January 10, 2023
As a business owner, you may have a lot of questions about your own compensation. How should you pay yourself as a business owner? How should you take the money? When should you start paying yourself? How much is too much or too little? We know that running a business is a lot of stress, so we’re going to help you out by answering these questions and giving you some recommendations. It is also highly recommended to find a reputable accountant that can help you with your specific business.
You have a couple of options on how to pay yourself as a business owner, such as, pay yourself a salary or taking an owner’s draw. Let’s look at the pros and cons of each of these options to help you determine which method works better for you. Although, you business entity will determine how you pay yourself as a business owner.
According to IRS requirements, you are required to take a salary to pay yourself if you own an S or C corporation. By doing so, tax withholdings and benefit payments will automatically be deducted and that is one less thing that you will have to worry about later.
If you perform essential functions for an S-Corp, you need to pay yourself a salary that’s comparable to what professionals in similar roles are paid.

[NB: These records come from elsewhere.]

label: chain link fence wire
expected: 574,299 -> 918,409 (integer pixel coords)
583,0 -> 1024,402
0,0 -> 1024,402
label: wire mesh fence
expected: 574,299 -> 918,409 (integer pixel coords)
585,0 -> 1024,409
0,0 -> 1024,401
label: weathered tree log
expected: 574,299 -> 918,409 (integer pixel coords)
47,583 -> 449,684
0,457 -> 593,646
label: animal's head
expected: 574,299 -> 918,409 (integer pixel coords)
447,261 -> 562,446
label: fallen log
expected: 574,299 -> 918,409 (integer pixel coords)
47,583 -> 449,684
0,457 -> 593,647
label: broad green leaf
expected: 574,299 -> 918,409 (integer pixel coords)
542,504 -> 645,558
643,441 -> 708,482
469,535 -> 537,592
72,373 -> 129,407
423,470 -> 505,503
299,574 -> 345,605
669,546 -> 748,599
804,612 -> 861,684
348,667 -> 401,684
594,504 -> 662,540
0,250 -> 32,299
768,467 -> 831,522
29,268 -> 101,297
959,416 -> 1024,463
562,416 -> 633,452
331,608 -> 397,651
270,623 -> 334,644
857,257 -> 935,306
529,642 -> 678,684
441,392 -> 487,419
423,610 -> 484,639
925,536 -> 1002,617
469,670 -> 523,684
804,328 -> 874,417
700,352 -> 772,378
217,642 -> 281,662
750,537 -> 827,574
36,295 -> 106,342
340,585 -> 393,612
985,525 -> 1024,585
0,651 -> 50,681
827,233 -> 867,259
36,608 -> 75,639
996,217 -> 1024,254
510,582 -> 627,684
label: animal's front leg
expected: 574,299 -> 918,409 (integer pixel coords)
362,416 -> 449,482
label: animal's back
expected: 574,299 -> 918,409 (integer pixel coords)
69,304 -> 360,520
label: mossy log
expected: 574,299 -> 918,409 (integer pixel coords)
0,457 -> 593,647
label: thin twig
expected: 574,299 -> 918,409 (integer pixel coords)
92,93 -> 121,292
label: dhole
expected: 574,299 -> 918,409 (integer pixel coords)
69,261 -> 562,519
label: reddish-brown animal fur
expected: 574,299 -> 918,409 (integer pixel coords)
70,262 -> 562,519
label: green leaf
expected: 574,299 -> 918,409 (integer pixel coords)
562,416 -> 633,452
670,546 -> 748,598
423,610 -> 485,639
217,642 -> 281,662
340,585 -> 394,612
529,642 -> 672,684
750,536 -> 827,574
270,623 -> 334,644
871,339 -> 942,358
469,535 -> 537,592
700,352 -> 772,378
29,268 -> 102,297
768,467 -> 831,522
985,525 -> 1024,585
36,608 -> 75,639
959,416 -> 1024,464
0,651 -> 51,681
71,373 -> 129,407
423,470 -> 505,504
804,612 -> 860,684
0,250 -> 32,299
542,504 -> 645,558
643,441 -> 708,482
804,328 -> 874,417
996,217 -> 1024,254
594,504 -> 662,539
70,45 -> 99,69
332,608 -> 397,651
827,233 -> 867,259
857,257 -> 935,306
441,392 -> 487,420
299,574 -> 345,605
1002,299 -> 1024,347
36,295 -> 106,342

With an S-Corp, shareholders have tax liability. You can also receive an additional distribution of the company’s profits, which is not subject to withholding but should not be large compared to your salary.

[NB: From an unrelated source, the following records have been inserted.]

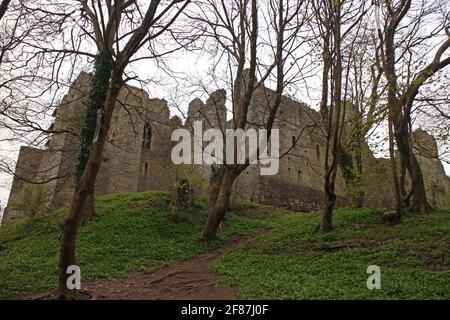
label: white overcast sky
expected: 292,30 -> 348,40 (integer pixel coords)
0,1 -> 450,216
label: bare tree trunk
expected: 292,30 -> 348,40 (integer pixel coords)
201,168 -> 237,242
0,0 -> 11,20
396,130 -> 432,214
75,51 -> 112,226
319,0 -> 342,232
81,191 -> 95,227
355,144 -> 365,208
56,71 -> 123,299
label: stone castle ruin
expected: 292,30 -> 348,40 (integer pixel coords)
3,73 -> 448,221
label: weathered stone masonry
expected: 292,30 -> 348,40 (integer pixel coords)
3,73 -> 447,221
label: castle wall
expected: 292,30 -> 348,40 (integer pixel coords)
4,73 -> 448,221
2,146 -> 45,222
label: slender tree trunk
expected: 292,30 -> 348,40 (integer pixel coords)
319,0 -> 342,232
201,168 -> 237,242
319,170 -> 336,232
396,130 -> 432,214
81,192 -> 95,227
75,51 -> 112,226
56,71 -> 123,299
355,144 -> 365,208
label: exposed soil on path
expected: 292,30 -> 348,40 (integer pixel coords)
83,236 -> 246,300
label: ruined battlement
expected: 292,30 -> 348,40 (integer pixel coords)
4,72 -> 448,221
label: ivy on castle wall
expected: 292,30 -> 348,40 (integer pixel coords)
75,52 -> 112,183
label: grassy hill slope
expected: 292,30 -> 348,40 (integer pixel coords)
0,192 -> 266,299
0,192 -> 450,299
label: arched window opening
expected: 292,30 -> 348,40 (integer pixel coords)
142,122 -> 152,149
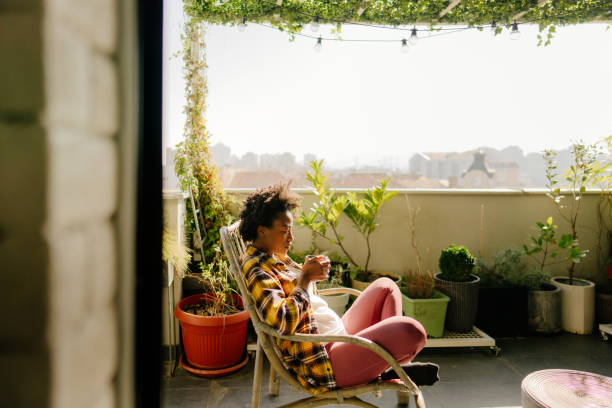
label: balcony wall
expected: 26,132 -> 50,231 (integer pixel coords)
226,189 -> 612,289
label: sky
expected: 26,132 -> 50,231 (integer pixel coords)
163,2 -> 612,166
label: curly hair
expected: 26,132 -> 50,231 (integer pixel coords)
240,181 -> 302,241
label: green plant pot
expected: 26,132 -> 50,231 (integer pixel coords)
402,290 -> 450,337
351,271 -> 402,292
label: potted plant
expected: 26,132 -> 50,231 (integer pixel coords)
544,143 -> 597,334
588,136 -> 612,323
523,217 -> 572,333
174,259 -> 249,377
174,21 -> 249,376
434,245 -> 480,333
474,248 -> 527,337
400,199 -> 450,337
297,160 -> 401,290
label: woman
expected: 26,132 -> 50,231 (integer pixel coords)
240,183 -> 437,393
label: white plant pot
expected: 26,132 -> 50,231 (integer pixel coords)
321,293 -> 348,317
552,276 -> 595,334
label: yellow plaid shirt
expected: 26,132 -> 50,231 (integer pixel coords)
242,245 -> 336,394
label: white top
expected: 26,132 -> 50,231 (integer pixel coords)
286,264 -> 346,345
308,282 -> 346,340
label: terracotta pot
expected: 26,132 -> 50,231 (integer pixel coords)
174,294 -> 249,370
552,276 -> 595,334
351,271 -> 402,292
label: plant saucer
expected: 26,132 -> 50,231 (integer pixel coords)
181,353 -> 249,378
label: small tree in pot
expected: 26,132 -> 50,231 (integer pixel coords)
400,200 -> 450,337
434,245 -> 480,333
297,160 -> 400,290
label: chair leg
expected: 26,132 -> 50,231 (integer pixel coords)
251,340 -> 264,408
414,390 -> 425,408
396,391 -> 410,406
268,365 -> 280,396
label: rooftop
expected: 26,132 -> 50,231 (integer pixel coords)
161,333 -> 612,408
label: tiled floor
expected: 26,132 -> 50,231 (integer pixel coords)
162,334 -> 612,408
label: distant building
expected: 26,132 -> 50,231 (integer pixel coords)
162,147 -> 179,190
461,150 -> 495,188
409,152 -> 472,183
210,143 -> 232,167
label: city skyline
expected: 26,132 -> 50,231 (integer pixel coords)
164,4 -> 612,166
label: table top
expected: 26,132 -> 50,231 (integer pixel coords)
521,369 -> 612,408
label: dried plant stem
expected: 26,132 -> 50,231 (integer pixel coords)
404,195 -> 423,275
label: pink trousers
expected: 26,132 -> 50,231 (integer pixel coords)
325,278 -> 427,388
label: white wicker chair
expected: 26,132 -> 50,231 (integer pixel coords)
221,222 -> 425,408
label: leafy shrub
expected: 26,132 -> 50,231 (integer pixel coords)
438,245 -> 476,282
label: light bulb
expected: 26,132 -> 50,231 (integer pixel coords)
408,28 -> 419,45
238,18 -> 246,32
510,21 -> 521,40
310,16 -> 319,33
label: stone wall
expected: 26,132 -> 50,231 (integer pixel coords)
0,0 -> 120,408
226,189 -> 612,290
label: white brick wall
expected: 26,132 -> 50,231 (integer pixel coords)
43,0 -> 119,408
0,0 -> 121,408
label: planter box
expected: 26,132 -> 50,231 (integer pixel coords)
402,290 -> 450,337
434,273 -> 480,333
476,286 -> 527,337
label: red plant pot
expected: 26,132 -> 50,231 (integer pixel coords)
174,294 -> 249,369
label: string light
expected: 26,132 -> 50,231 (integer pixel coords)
315,36 -> 323,52
310,16 -> 319,33
227,0 -> 596,47
510,21 -> 521,40
227,0 -> 596,39
408,27 -> 419,45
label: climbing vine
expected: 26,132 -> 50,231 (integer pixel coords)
175,18 -> 231,263
184,0 -> 612,36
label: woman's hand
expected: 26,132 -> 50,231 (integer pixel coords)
298,255 -> 331,290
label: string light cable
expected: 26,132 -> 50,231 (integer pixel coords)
218,0 -> 608,35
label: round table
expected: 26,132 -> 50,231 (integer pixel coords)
521,369 -> 612,408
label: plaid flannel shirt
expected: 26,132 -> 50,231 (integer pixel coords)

Much like an S-Corp, if you are heavily involved in managing the C-Corp, you’re considered an employee and must pay yourself a salary. You can also pay yourself a distribution, but these are subject to income taxes.
An owner’s draw is when you take money out of the company for your personal use. If you own a sole proprietorship or partnership, you’re considered to be self-employed and will report business profits on your personal tax return.
- Sole proprietorships
A sole proprietor can take their payments from earnings through draws. You will be taxed on the draws that you take.

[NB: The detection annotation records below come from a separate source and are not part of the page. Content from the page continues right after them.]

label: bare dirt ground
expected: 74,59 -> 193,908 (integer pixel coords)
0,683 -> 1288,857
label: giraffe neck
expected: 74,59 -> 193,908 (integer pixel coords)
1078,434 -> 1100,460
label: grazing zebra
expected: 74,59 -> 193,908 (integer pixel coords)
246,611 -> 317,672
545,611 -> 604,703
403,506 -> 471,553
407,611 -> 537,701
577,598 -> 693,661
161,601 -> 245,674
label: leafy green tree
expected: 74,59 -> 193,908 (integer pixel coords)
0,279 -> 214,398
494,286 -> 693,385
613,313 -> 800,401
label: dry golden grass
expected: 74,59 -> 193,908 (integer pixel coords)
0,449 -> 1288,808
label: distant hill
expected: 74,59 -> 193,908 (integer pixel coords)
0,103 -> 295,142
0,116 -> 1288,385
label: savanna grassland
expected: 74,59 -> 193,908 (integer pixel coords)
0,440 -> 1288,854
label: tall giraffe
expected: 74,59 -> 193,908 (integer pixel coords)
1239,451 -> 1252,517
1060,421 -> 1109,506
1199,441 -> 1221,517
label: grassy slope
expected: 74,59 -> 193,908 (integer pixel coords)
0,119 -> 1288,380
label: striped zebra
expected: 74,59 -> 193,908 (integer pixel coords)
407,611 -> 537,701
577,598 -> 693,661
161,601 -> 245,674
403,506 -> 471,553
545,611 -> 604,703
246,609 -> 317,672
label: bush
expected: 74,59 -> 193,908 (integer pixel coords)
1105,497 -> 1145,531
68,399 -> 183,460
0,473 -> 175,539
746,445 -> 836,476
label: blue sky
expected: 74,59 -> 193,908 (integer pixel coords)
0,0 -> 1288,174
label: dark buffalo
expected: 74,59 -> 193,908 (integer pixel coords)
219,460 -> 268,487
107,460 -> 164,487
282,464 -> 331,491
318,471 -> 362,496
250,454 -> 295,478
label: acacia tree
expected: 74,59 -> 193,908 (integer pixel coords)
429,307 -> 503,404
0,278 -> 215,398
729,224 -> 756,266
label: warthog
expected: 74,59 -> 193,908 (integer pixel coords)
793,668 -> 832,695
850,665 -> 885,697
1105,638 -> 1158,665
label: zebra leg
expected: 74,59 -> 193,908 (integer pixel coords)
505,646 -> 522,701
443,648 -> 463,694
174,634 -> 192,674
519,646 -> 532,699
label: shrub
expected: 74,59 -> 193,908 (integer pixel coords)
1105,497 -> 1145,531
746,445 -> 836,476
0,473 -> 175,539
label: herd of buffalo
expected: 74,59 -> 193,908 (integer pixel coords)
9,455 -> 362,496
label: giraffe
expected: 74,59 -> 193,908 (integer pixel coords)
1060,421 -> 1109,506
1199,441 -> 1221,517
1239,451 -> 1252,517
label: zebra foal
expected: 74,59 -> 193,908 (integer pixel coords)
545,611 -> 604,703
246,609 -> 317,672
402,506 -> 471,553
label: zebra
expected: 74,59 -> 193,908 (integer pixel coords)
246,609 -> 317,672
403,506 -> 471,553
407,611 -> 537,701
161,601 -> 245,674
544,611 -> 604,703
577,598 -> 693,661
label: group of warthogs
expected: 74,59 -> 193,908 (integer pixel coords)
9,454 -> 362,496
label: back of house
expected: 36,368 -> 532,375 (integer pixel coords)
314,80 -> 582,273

You can take a distributive share, but you can’t be paid a salary. Your portion of taxes to pay on business profits is determined by your personal agreement with your other partners.
When should you be taking your draws or compensation?
It’s common for small business owners to not take any compensation during the first few years of being in business. It’s during this time that your business either starts to settle into either growth patterns or profits plateau. Don’t wait too long though! Without factoring in your compensation, your books will not be entirely accurate, and you will not be able to make informed business decisions.
Ask yourself these three questions:
- Do I have sustained revenue?
- Do I have steady projected revenue?
- Is my business in the black?
If the answer to all three is YES, then you can afford to start paying yourself.
How much should I take?
When you start a company, you perform most – if not all – of the roles. How much should you be paying yourself as a business owner, for all of these roles? There’s no set formula or clear answer for this. Ultimately, you need to find the happy medium between paying yourself enough to avoid burnout and paying yourself so much that you’re taking away from the business’s growth potential.
In the Beginning
A good way to start is to create a budget for yourself outside of the business. What does it take to pay your bills and maintain your lifestyle? You’ll want to stay on the modest side of that for a while. This number is one that your accountant can help you with as well, since they know your finances inside and out.
Later on, you should review your compensation to make sure your personal cut of profits grows with the company. Are you happy with what you’re making? You are your business’s most essential worker, so your compensation should be treated as a critical part of your retention. Once again, be sure not to overcompensate yourself.